Some North Vancouver elementary students who were looking forward to taking band and strings classes this year are now playing the blues after programs were cancelled as a result of COVID-19.
Giacomo Falorni said his daughter, who is in Grade 5 at Seymour Heights Elementary, was disappointed to learn from a school district newsletter that her school wouldn’t be offering its band program this year. The newsletter was sent just before the Labour Day long weekend. Falorni said there are no other options for his daughter to take band.
“She was so enthusiastic about starting band she’d already selected trumpet and started playing it at home,” said Falorni. “She had literally been looking forward to this for a year. Her older sister, who’s in high school now, had gone through the band program there at Seymour Heights and really enjoyed it.”
Seven of the district’s 25 elementary schools – Larson, Carisbrooke, Highlands, Montroyal, Seymour Heights, Queen Mary and Westview – are not offering on-site band classes this school year.
While 1,430 elementary students were registered in last year’s band and strings program, enrolment was down by 500 students for the upcoming school year, according to the school district.
“We attribute this decrease largely to the realities presented by COVID-19 and the unknowns families faced at the time,” stated Lisa Dalla Vecchia, NVSD spokeswoman, in an emailed response.
Due to the decrease in enrolment, students who had registered last spring for the band and strings program were told that if their school didn’t have the numbers to support the program on-site, they’d be able to register to take band or strings at a neighbouring school or hub site.
“They had informed us back in spring that she would be going to Lynnmour [Elementary] with other students from Seymour Heights for the band program,” said Falorni.
But shortly before the start of the new school year, parents were informed that under the school district’s COVID-19 restart plan, which is based on education ministry and provincial health office guidelines, students who had requested taking lessons at a neighbouring school would no longer be able to do so in order to keep student bubbles as small as possible.
“We cannot cross-enroll,” said Allison Kerr, district principal of arts education.
Kerr emphasized that band and strings is an enrichment program that is paid for by parents and which operates on a cost-recovery basis that the district wasn’t able to recoup this year due to low enrolment.
“Every elementary school has an arts education curriculum – and it’s vibrant and it’s awesome and it’s taught by our teachers in classroom time. Every student has that opportunity,” added Kerr.
Falorni said his daughter was particularly disappointed because since she is going into Grade 5 and had planned to take the beginner’s band program, as opposed to the continuing band program offered to older students, she’s not permitted to take one of the weekly virtual music enrichment programs the school district plans to offer.
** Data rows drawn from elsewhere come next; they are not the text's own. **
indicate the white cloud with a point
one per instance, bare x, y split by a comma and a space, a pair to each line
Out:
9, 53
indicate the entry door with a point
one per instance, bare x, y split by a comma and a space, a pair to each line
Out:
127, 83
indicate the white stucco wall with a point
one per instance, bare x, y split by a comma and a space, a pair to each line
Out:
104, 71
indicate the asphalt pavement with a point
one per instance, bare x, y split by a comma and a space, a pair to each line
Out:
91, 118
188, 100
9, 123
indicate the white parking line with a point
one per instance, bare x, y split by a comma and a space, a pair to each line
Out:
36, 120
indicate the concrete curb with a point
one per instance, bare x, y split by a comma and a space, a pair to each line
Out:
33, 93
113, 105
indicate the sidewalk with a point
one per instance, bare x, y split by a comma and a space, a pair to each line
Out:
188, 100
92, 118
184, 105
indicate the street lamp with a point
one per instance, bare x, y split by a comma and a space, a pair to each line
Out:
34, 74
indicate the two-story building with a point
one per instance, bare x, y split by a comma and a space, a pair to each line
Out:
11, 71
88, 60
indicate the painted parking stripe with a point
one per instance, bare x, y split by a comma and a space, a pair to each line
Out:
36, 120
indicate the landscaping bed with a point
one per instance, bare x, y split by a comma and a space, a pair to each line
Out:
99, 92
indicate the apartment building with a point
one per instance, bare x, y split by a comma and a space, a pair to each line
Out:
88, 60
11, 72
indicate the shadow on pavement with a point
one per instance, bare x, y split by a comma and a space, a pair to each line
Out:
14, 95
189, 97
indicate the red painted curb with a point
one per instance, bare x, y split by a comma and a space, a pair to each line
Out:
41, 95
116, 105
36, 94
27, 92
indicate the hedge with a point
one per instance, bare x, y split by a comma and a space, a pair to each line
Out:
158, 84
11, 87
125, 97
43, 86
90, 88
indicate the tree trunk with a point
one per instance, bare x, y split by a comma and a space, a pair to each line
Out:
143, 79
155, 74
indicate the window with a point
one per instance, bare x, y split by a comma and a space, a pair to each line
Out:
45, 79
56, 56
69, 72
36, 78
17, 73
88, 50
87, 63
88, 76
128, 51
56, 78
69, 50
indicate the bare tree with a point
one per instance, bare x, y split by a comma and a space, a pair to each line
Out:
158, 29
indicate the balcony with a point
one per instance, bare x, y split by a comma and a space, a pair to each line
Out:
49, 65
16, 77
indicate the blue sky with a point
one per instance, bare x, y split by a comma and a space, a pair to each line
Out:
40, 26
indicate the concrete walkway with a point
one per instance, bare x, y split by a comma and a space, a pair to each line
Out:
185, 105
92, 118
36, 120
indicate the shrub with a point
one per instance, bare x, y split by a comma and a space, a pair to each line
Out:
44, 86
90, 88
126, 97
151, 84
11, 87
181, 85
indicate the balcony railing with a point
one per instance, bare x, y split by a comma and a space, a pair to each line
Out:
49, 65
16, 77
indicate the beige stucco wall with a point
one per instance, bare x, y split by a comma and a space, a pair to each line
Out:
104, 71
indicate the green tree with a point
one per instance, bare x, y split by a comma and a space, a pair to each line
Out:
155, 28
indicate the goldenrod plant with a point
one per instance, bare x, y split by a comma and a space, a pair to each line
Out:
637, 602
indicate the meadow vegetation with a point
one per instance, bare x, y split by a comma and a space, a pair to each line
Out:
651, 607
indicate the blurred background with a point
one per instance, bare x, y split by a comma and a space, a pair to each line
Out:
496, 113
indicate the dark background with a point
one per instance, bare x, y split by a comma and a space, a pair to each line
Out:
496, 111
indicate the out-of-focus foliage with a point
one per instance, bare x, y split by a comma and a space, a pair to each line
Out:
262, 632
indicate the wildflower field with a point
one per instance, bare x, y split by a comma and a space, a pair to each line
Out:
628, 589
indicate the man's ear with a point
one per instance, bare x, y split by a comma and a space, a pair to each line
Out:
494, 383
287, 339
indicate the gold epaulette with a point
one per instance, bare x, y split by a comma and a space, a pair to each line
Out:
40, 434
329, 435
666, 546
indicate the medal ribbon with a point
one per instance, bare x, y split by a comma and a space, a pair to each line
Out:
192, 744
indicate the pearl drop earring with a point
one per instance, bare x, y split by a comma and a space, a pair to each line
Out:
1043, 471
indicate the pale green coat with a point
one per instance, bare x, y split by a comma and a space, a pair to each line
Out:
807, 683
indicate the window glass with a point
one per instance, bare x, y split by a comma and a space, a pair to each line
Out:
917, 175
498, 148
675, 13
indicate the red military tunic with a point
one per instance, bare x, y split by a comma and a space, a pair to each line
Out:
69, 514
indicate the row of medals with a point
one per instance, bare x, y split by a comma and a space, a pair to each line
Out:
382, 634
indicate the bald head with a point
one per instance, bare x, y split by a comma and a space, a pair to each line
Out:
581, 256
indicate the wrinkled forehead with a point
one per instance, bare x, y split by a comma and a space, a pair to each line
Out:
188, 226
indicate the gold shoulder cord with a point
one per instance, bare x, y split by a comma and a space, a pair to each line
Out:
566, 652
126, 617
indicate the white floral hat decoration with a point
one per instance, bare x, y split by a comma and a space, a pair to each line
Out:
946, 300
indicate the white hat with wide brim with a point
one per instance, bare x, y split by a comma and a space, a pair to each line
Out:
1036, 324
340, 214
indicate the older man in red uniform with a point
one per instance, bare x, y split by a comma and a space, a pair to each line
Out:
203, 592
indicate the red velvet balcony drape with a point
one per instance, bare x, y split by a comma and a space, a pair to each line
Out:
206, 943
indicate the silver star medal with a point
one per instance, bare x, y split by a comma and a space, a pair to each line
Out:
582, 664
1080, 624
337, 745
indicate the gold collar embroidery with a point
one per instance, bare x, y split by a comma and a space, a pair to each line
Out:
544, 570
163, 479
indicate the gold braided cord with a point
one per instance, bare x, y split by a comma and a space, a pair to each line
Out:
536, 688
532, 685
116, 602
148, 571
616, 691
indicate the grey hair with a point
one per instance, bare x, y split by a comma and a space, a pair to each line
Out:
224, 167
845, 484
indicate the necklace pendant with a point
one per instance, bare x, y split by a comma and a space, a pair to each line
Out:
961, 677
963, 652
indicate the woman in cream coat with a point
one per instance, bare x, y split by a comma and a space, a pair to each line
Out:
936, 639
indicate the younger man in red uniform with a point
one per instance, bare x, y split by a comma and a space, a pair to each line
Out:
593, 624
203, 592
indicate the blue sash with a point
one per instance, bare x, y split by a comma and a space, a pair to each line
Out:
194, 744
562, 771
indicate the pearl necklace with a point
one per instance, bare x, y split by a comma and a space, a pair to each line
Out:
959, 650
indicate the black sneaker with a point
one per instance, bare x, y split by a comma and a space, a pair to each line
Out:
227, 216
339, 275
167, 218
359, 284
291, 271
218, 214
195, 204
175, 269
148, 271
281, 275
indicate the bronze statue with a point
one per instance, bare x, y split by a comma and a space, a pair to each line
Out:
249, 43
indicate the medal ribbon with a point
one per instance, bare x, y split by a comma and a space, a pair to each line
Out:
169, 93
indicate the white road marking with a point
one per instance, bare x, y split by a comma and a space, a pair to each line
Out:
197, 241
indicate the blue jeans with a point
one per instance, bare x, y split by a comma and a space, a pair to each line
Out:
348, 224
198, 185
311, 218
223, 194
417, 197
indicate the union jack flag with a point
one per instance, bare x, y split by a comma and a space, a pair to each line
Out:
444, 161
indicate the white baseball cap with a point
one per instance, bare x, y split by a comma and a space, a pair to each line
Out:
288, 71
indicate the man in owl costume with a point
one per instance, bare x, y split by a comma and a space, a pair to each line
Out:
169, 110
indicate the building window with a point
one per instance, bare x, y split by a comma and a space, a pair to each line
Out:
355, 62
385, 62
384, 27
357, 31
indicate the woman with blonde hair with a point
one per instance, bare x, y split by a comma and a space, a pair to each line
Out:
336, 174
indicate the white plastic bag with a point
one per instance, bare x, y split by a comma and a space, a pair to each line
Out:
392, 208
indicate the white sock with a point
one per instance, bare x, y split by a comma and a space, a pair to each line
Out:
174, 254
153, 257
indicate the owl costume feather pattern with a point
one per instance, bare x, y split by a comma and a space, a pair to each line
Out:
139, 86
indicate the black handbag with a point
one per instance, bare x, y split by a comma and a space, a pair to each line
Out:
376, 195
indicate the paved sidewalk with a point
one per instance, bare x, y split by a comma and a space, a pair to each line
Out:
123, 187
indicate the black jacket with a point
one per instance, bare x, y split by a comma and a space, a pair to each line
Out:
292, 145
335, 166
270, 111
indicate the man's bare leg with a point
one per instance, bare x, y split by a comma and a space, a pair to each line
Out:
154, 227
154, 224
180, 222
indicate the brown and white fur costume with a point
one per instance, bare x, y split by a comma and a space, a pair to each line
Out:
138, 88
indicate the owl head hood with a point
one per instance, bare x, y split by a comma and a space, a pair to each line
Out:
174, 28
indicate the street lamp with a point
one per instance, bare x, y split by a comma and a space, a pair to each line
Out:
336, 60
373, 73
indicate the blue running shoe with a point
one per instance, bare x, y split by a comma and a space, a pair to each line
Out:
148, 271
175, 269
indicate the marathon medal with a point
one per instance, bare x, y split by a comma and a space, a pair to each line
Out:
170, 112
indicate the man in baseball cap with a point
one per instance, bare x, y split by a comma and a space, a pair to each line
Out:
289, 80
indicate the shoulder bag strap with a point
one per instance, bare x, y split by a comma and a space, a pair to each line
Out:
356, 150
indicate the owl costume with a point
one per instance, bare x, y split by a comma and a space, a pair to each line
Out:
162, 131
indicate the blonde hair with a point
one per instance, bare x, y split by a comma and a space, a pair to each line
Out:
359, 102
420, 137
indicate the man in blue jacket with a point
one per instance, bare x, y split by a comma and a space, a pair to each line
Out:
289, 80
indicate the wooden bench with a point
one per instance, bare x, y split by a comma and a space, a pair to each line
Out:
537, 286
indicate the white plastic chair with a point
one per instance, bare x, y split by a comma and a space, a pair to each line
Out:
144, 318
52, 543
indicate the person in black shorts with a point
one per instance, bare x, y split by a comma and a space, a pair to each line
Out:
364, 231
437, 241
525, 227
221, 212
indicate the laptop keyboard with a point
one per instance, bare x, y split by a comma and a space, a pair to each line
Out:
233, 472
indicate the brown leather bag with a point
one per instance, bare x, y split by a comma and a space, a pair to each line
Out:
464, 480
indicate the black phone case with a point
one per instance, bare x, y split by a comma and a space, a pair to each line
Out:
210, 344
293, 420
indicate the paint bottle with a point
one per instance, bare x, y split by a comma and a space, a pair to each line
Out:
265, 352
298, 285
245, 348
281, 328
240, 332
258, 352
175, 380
The district plans to offer the weekly virtual band or strings sessions to offset students whose band or strings programs were cancelled, but the virtual sessions are intended for older elementary students with some band or strings experience already, according to the district.
Where the school district has had to cut band or string programs, it has endeavoured to keep at least one of them active in most schools. While Seymour Heights will not offer on-site band to beginner or continuing students this year, its strings program is still going forward, according to Kerr.
Westview, Queen Mary, Norgate and Carisbrooke will not have band or strings this year.
“We were deeply concerned about making any of these actions,” said Kerr. “We are really confident that COVID will pass and we will go back to the robust program that we are able to offer our community and our kids with band and strings.”